I fell off my pony.
There. It's out in the open. Because it's the blog world and we all have perfect ponies and perfect equitation and never make mistakes, I felt extra shameful about my butt losing contact with my saddle. I almost thought about not mentioning it at all.
So here's how it is: I've introduced trot work back into our lives. Archie barely breaks a sweat. I've been using a tabata program on my phone to time out ten minutes of warm up and then three two-minute sets of trot with two minutes of walking between them. And another ten minutes of walking to cool down.
We were on our third trot set and I had taken him over some trot poles. I was going down to the far end of the ring to change direction. Wind was blowing the trees between our land and the gunshot house, excuses excuses. I was tapping his right ribcage to get it over and I realize now that I was leaning pretty heavily to the left.

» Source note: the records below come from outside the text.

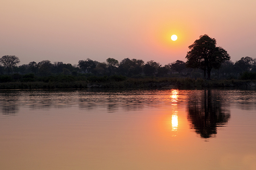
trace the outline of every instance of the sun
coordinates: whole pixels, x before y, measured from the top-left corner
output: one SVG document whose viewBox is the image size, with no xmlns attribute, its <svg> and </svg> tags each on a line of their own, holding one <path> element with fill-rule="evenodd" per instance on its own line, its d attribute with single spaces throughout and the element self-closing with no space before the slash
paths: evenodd
<svg viewBox="0 0 256 170">
<path fill-rule="evenodd" d="M 176 41 L 177 40 L 177 38 L 178 38 L 177 36 L 175 34 L 172 35 L 171 37 L 171 39 L 173 41 Z"/>
</svg>

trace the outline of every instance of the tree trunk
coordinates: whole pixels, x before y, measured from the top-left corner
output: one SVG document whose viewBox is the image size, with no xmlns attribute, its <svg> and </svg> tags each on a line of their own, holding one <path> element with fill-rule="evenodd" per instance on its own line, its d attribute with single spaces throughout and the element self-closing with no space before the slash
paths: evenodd
<svg viewBox="0 0 256 170">
<path fill-rule="evenodd" d="M 211 68 L 209 68 L 207 70 L 207 79 L 208 80 L 211 79 Z"/>
</svg>

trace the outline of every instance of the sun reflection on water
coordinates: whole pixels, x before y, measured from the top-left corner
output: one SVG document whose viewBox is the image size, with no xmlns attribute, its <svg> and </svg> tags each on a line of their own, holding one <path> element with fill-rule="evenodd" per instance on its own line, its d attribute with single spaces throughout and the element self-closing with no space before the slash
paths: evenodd
<svg viewBox="0 0 256 170">
<path fill-rule="evenodd" d="M 170 96 L 172 102 L 177 102 L 178 94 L 179 91 L 178 90 L 173 89 L 172 91 L 172 94 Z M 177 132 L 178 130 L 178 111 L 177 105 L 177 104 L 172 104 L 172 131 Z M 173 134 L 172 136 L 176 136 L 177 134 Z"/>
</svg>

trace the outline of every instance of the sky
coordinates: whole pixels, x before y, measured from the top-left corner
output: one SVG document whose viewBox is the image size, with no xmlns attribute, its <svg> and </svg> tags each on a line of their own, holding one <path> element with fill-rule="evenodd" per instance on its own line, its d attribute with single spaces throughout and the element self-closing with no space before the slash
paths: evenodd
<svg viewBox="0 0 256 170">
<path fill-rule="evenodd" d="M 0 57 L 164 65 L 186 62 L 188 46 L 206 34 L 233 62 L 255 58 L 255 0 L 0 0 Z"/>
</svg>

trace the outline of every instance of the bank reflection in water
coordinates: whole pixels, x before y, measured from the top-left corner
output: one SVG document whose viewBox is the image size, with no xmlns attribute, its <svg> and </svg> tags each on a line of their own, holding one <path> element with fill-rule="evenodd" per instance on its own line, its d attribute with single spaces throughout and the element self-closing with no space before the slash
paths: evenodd
<svg viewBox="0 0 256 170">
<path fill-rule="evenodd" d="M 190 127 L 203 138 L 215 137 L 217 128 L 224 126 L 230 117 L 221 94 L 210 89 L 199 95 L 190 94 L 187 107 Z"/>
</svg>

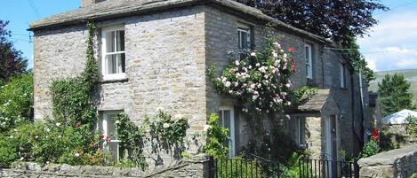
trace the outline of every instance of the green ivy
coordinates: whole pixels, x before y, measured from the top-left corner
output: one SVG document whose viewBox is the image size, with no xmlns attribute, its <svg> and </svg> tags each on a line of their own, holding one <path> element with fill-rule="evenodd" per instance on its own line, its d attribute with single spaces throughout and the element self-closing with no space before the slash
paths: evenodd
<svg viewBox="0 0 417 178">
<path fill-rule="evenodd" d="M 228 141 L 228 128 L 219 126 L 219 115 L 211 114 L 208 120 L 207 142 L 203 151 L 214 159 L 226 158 L 229 149 L 223 143 Z"/>
<path fill-rule="evenodd" d="M 77 77 L 54 81 L 51 86 L 53 117 L 67 126 L 92 126 L 97 121 L 93 92 L 100 79 L 99 66 L 94 58 L 93 38 L 96 27 L 87 24 L 87 51 L 84 71 Z"/>
<path fill-rule="evenodd" d="M 143 156 L 143 128 L 138 128 L 131 121 L 127 114 L 120 113 L 114 119 L 116 134 L 116 136 L 121 141 L 119 143 L 119 158 L 122 160 L 119 166 L 139 166 L 142 170 L 148 167 Z M 124 152 L 127 151 L 127 157 Z"/>
</svg>

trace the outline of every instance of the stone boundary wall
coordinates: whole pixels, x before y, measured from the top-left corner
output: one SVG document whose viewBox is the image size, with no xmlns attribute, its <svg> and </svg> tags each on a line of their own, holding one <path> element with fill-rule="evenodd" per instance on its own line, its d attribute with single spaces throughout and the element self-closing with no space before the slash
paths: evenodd
<svg viewBox="0 0 417 178">
<path fill-rule="evenodd" d="M 409 178 L 417 173 L 417 144 L 381 152 L 357 163 L 361 178 Z"/>
<path fill-rule="evenodd" d="M 0 168 L 0 177 L 208 177 L 209 157 L 198 155 L 180 160 L 167 167 L 141 171 L 138 168 L 120 168 L 96 166 L 48 165 L 22 163 L 15 168 Z"/>
</svg>

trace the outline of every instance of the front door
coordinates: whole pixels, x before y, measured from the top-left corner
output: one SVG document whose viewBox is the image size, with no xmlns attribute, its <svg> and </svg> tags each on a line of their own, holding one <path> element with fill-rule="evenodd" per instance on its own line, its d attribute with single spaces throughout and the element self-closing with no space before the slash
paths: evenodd
<svg viewBox="0 0 417 178">
<path fill-rule="evenodd" d="M 331 115 L 325 120 L 325 159 L 329 177 L 334 177 L 337 173 L 337 127 L 336 115 Z"/>
<path fill-rule="evenodd" d="M 233 157 L 235 152 L 235 112 L 233 107 L 221 107 L 219 111 L 219 125 L 229 129 L 228 143 L 225 146 L 229 147 L 229 156 Z"/>
</svg>

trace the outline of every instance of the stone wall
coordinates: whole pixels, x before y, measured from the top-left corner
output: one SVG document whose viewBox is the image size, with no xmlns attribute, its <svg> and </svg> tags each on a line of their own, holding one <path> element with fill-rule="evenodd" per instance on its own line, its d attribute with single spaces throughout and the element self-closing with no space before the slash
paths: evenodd
<svg viewBox="0 0 417 178">
<path fill-rule="evenodd" d="M 362 178 L 408 178 L 417 173 L 417 144 L 359 159 Z"/>
<path fill-rule="evenodd" d="M 113 166 L 47 165 L 21 163 L 15 168 L 0 168 L 0 177 L 208 177 L 209 158 L 198 155 L 192 159 L 173 163 L 166 167 L 141 171 L 138 168 Z"/>
</svg>

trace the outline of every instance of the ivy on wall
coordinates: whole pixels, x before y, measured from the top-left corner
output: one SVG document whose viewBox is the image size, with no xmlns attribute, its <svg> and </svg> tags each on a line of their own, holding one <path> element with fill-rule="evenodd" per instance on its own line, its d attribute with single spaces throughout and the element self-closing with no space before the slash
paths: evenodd
<svg viewBox="0 0 417 178">
<path fill-rule="evenodd" d="M 54 81 L 51 86 L 53 118 L 67 126 L 88 125 L 97 122 L 93 92 L 100 80 L 97 60 L 94 58 L 94 34 L 96 27 L 87 24 L 86 64 L 84 71 L 76 77 Z"/>
</svg>

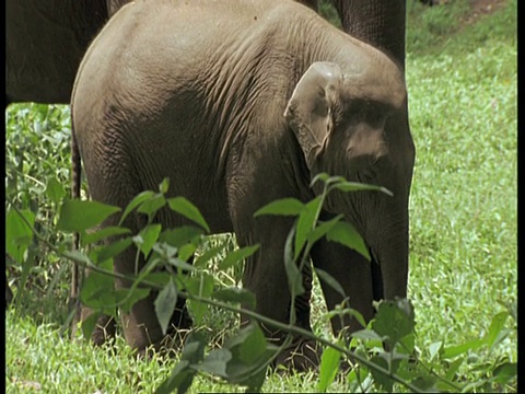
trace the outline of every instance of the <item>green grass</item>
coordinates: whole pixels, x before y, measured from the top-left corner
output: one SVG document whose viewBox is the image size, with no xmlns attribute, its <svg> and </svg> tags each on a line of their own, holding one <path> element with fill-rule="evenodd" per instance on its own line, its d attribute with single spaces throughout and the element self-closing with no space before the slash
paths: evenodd
<svg viewBox="0 0 525 394">
<path fill-rule="evenodd" d="M 516 1 L 460 28 L 454 21 L 465 12 L 466 2 L 451 4 L 431 9 L 410 5 L 408 10 L 406 67 L 417 147 L 410 199 L 409 298 L 416 308 L 416 346 L 423 360 L 430 357 L 433 343 L 452 346 L 479 338 L 492 316 L 508 305 L 516 308 L 517 300 Z M 7 115 L 12 119 L 23 108 L 10 107 Z M 63 121 L 61 116 L 54 116 L 54 121 Z M 38 134 L 28 131 L 34 128 L 30 123 L 16 126 L 7 121 L 7 166 L 9 171 L 18 169 L 16 182 L 10 173 L 7 201 L 9 197 L 9 201 L 30 205 L 28 197 L 38 196 L 42 202 L 42 184 L 49 175 L 58 174 L 68 182 L 67 141 L 60 135 L 44 142 L 38 138 L 48 126 L 40 121 Z M 27 151 L 23 164 L 12 153 L 20 147 Z M 43 158 L 57 148 L 56 166 L 47 164 L 50 159 L 43 166 L 32 162 L 32 154 Z M 16 190 L 9 186 L 13 182 Z M 40 217 L 49 217 L 51 209 L 40 208 Z M 39 257 L 46 254 L 39 253 Z M 137 360 L 121 337 L 114 352 L 71 343 L 61 333 L 65 308 L 57 306 L 66 300 L 68 274 L 60 273 L 56 258 L 49 266 L 45 260 L 38 259 L 33 268 L 21 305 L 7 312 L 7 392 L 34 392 L 32 382 L 45 393 L 153 392 L 174 362 L 160 357 Z M 19 278 L 19 268 L 10 268 L 11 279 Z M 54 278 L 57 286 L 49 297 Z M 320 318 L 324 308 L 316 291 L 314 311 Z M 228 334 L 221 332 L 226 318 L 218 311 L 214 322 L 209 322 L 213 340 Z M 508 321 L 511 335 L 491 351 L 481 348 L 468 355 L 468 363 L 458 371 L 465 381 L 475 381 L 477 368 L 500 357 L 517 361 L 515 324 Z M 323 320 L 314 326 L 319 333 L 326 329 Z M 314 373 L 273 374 L 262 391 L 315 392 L 317 380 Z M 343 376 L 329 389 L 350 390 Z M 190 390 L 225 391 L 242 389 L 203 375 Z"/>
</svg>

|Evidence of our kerfuffle in the sand.|
About this time, my right calf started screaming. My at-home physician assistant thinks I tore it a little bit. Just a little. Nothing a beer, some ibuprofen and horse-grade liniment couldn't fix. I walked him back to the mounting block and took him back in to the ring. We worked on trot circles in the scary side, with me growling at him when he started to get stupid about the trees blowing. The work he gave me was like we'd never missed a day.
|If you look closely, you can see my gymnast-perfect landing.|
Tl;dr: I fell off my horse, but landed on my feet like a fucking ninja.